Military and Veterans Psychology
Emily J. Lubin, B.A.
Clinical Research Coordinator
Massachusetts General Hospital
Evanston, Illinois, United States
Scott Sorg, Ph.D.
Neuropsychologist
Massachusetts General Hospital
Charlestown, Massachusetts, United States
Katelyn Rand, B.S.
Clinical Research Coordinator
Massachusetts General Hospital
Charlestown, Massachusetts, United States
Lauren H Brenner, Ph.D.
Clinical Director of Brain Health Services
Massachusetts General Hospital
Charlestown, Massachusetts, United States
Military special operations forces (SOF) face a heightened risk of developing cognitive, physical, and emotional health conditions, including post-traumatic stress disorder (PTSD) and traumatic brain injury. Research indicates trauma-related symptoms are often correlated and nonspecific, complicating diagnosis and treatment. Although prolonged exposure (PE) and cognitive processing therapy (CPT) are standard PTSD treatments, the complex symptomatology in SOF populations may suggest a need for further comprehensive diagnostic evaluation alongside trauma-focused therapies.

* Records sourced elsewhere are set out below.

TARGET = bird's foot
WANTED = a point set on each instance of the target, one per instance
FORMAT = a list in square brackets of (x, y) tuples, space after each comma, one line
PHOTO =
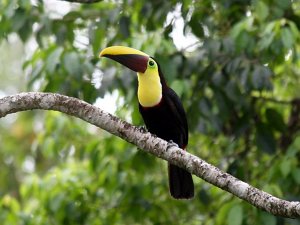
[(143, 129), (171, 144)]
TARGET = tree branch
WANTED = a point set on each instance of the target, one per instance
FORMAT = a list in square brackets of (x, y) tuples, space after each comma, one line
[(151, 144)]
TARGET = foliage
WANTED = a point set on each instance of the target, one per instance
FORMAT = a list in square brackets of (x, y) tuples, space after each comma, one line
[(239, 83)]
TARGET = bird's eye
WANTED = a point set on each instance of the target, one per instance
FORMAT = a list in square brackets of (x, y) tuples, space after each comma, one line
[(151, 63)]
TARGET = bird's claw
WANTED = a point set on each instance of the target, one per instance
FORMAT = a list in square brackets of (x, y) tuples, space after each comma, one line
[(172, 144), (142, 129)]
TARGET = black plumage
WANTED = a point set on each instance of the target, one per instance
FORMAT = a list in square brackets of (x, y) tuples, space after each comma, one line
[(168, 121)]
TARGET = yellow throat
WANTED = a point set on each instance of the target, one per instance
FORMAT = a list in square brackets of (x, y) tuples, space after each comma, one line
[(149, 89)]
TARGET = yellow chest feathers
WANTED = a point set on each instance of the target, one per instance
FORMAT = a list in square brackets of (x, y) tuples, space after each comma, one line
[(149, 89)]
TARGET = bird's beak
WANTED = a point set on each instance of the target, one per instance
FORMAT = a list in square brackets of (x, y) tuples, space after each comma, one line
[(129, 57)]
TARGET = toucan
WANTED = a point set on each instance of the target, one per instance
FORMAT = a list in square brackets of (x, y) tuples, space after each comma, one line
[(161, 109)]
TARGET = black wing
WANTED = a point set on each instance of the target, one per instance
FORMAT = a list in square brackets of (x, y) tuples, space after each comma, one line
[(175, 104)]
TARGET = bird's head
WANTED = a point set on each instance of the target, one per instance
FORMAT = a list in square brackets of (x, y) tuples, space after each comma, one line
[(149, 75)]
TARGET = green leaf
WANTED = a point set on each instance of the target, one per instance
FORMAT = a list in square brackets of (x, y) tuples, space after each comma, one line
[(53, 59), (265, 140), (72, 64), (287, 37), (285, 167), (235, 215), (261, 10), (296, 175), (275, 119)]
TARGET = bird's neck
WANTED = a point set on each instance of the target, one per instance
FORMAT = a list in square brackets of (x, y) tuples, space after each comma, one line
[(149, 89)]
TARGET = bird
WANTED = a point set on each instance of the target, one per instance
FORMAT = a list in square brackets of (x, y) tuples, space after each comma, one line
[(160, 108)]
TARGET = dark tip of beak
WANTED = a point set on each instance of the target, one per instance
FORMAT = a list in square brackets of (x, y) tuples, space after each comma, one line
[(137, 63)]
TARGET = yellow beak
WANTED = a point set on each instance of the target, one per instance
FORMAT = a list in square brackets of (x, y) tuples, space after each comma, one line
[(129, 57)]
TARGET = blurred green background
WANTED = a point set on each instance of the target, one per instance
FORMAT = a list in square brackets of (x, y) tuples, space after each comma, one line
[(235, 65)]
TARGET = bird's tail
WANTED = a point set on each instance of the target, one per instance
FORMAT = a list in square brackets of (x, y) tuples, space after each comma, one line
[(180, 183)]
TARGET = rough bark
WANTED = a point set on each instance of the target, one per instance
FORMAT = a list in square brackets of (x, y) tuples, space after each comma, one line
[(151, 144)]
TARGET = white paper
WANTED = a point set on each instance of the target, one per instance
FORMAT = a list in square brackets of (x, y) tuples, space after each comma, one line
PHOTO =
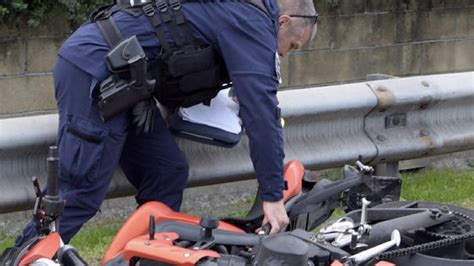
[(223, 113)]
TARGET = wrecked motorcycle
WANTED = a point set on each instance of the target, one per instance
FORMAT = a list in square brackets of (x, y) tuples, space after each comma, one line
[(374, 231)]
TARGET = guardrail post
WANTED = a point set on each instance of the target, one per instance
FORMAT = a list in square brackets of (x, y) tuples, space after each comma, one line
[(389, 169)]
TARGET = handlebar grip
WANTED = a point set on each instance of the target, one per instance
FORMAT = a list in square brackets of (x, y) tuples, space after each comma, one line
[(53, 164), (265, 229), (69, 256)]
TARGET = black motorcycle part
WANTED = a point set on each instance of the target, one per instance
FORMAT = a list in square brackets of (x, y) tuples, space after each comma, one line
[(282, 249), (192, 233), (69, 256), (449, 243)]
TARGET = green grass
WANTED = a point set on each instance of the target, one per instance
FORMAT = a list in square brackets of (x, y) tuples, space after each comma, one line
[(94, 239), (445, 185)]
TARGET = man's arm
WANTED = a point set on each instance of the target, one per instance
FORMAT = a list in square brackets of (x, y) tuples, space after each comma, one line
[(249, 50)]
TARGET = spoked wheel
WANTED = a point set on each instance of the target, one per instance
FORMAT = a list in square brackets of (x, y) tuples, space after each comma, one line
[(450, 243)]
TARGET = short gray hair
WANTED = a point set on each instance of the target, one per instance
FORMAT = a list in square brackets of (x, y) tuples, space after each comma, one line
[(299, 7)]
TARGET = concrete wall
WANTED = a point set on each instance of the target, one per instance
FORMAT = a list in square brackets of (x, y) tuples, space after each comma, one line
[(358, 37)]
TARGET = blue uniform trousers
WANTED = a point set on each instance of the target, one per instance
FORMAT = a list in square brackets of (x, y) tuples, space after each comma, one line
[(90, 151)]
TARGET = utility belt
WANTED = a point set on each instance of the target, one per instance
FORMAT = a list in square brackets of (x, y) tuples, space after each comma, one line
[(187, 71)]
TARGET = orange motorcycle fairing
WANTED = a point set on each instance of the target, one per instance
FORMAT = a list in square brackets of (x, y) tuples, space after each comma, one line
[(162, 249), (137, 225), (45, 248)]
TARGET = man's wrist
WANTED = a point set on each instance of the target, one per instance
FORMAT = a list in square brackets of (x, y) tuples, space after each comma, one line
[(272, 196)]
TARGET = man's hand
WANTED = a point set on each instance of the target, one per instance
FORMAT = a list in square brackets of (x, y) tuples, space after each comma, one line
[(275, 214)]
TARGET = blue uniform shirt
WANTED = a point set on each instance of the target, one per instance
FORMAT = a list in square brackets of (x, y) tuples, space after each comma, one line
[(247, 40)]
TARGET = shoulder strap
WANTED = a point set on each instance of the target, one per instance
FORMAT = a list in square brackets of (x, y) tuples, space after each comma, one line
[(257, 3), (110, 31)]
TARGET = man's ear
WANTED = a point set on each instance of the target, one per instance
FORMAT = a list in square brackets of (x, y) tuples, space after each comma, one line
[(283, 19)]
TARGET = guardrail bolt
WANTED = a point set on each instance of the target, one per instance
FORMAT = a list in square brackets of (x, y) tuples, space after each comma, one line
[(435, 213), (424, 133)]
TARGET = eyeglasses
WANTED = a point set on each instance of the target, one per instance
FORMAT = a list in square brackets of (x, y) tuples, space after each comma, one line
[(314, 18)]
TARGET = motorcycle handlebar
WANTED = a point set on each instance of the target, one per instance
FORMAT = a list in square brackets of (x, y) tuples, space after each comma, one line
[(69, 256)]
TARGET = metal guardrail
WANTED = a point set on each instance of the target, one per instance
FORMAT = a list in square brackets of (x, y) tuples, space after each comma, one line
[(382, 121)]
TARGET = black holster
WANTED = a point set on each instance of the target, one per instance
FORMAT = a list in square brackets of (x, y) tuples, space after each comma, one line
[(129, 83)]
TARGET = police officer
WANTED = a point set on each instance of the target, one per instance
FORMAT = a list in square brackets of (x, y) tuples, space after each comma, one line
[(247, 35)]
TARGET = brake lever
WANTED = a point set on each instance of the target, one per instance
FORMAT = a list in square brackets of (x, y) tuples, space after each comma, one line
[(265, 230), (370, 253)]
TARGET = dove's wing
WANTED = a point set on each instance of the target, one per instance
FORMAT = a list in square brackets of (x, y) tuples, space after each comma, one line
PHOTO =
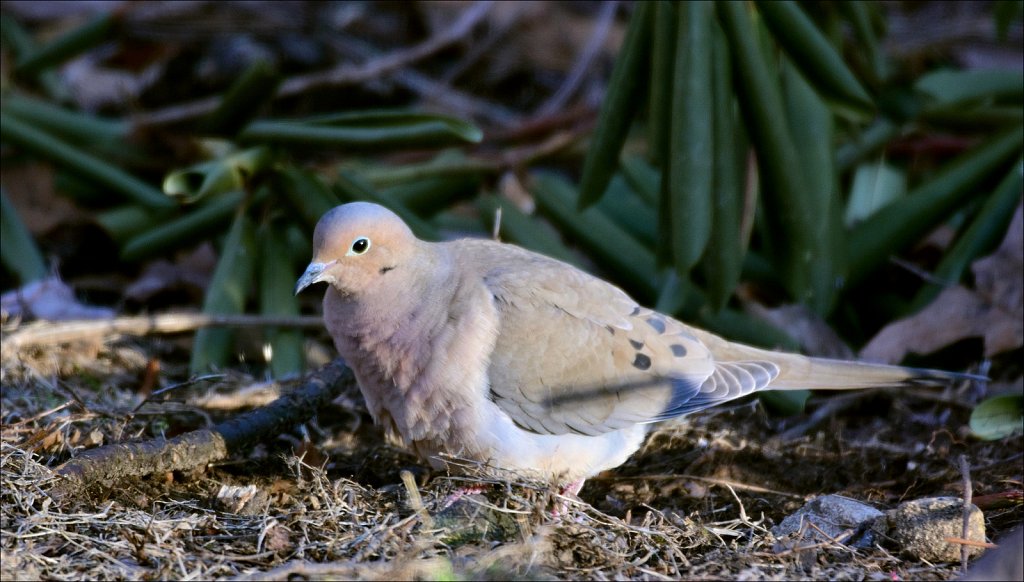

The present study compares PTSD and related symptoms in SOF personnel who attended a comprehensive evaluation program after completing an intensive clinical program (ICP) for PTSD treatment (ICP-E) with those who only participated in the ICP (ICP-O). This exploratory study aims to provide preliminary insights into broader research questions regarding the effects of comprehensive evaluations on PTSD and related symptoms, as well as identifying patients who may benefit from such an evaluation following PTSD treatment.
A total of 256 participants completed a 2-week ICP for PTSD between 2018 and 2023, consisting of daily individual PE or CPT and group therapies. Afterwards, 69 of the participants attended a 5-day interdisciplinary evaluation program focused on health and functional concerns. The time between treatment completion and evaluation ranged from 1 day - 1.6 years (M=6.22, SD=3.2 months). Most participants were white (93%) and male (97.7%), with a mean age of 44.03 years (SD=7.8). The PTSD Checklist for DSM-5 (PCL5) assessed PTSD severity, while the Patient Health Questionnaire (PHQ9) and the Neurobehavioral Symptom Index (NSI) measured depressive and neurobehavioral symptoms, respectively. NSI subscales measured somatic, vestibular, cognitive, and affective symptoms.
Groups did not differ on baseline, pre-ICP PCL5 scores. Significant symptom reductions were seen in both groups following treatment (ICP-E and ICP-O p< .001). However, at the end of treatment, the ICP-E group reported significantly higher symptom severity (M=37.42, SD=16.18) than the ICP-O group (M=31.83, SD=17.45), t(201)= 2.116, p=.036. This difference between the groups diminished after adding somatic (F(1, 199)=3.664, p=.06), affective (F(1, 198)=2.193, p=.14), and depressive symptom (F(1, 193)=3.487, p=.06) covariates to the model.
The ICP-E group completed the PCL5 prior to their subsequent 5-day evaluation and 1-month later. Their post-evaluation PCL5 scores (at 1-month) were significantly lower (M=29.33, SD=14.21) than their pre-evaluation scores (M=36.80, SD=15.59), t(14)=2.568, p=.022. Moreover, the ICP-E group’s PCL5 scores at 1-month following their comprehensive evaluation did not significantly differ from the ICP-O group’s scores at the end of treatment.
Findings suggest that comprehensive evaluation may promote further therapeutic effects in addressing symptoms beyond PTSD. Due to the study's observational nature, conclusions should be drawn cautiously. Future research, particularly randomized controlled trials, is needed to confirm these preliminary insights and elucidate factors influencing treatment outcomes comprehensively.